The match expression can be combined with a pcap filter. For example, suppose we wanted to look for DNS traffic mentioning packetlife.net:
stretch@Sandbox ~ $ ngrep -q -W byline packetlife.net udp port 53 interface: eth0 (192.168.10.0/255.255.255.0) filter: (ip or ip6) and ( udp port 53 ) match: packetlife.net U 192.168.10.101:58325 -> 184.108.40.206:53 .i.......... packetlife.net..... U 220.127.116.11:53 -> 192.168.10.101:58325 .i.......... packetlife.net..................................dns2.stabletransit.com..............dns1.A.`..........E._..<..........A=..
ngrep also sports the ability to reset the TCP session of a matching packet. For example, if we wanted to detect and terminate cleartext passwords being sent over Telnet we could do something like this:
stretch@Sandbox ~ $ sudo ngrep -q -K 1 -i password tcp interface: eth0 (192.168.10.0/255.255.255.0) filter: (ip or ip6) and ( tcp ) match: password T 192.168.20.2:23 -> 192.168.10.101:44262 [AP] Password: 192.168.20.2:23 > 192.168.10.101:44262: R 2167814027:2167814027(0) win 0
-K specifies the number of RST packets to spoof, and
-i is used to ignore letter case.
Obviously this isn't a permanent filtering solution, but it can be quite handy should one need to improvise a solution on the spot.
About the Author
Jeremy Stretch is a network engineer living in the Raleigh-Durham, North Carolina area. He is known for his blog and cheat sheets here at Packet Life. You can reach him by email or follow him on Twitter.
Posted in Resources
May 14, 2010 at 8:17 a.m. UTC
That is rather awesome, just having a play with it now, I can see this being VERY useful
May 14, 2010 at 2:07 p.m. UTC
That's awesome! I'll definitely nab this today and give it a go.
May 14, 2010 at 10:40 p.m. UTC
It's very useful post... Thanks ! very nice tool...
May 15, 2010 at 3:05 p.m. UTC
Thanks for sharing, works great on MAC OS X !
May 19, 2010 at 9:38 p.m. UTC
Pretty nice command and really very useful to filter the large package data.

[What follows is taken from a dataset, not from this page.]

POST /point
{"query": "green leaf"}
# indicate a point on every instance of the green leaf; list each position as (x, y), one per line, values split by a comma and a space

May 23, 2013 at 7:38 p.m. UTC
scary app of the day :)
April 2, 2014 at 6:37 p.m. UTC
You should also try out CapLoader. It can extract all packets from a matched TCP/UDP flow, i.e. not just the packet that matched. CapLoader also supports several different encodings, which minimizes the risk of not finding what you're looking for.
CapLoader is available at http://caploader.com
May 19, 2014 at 6:04 a.m. UTC
Hi there, Thanks for the post. I'm just wondering if ngrep could count tcp flags (e.g syn). Do you have any idea?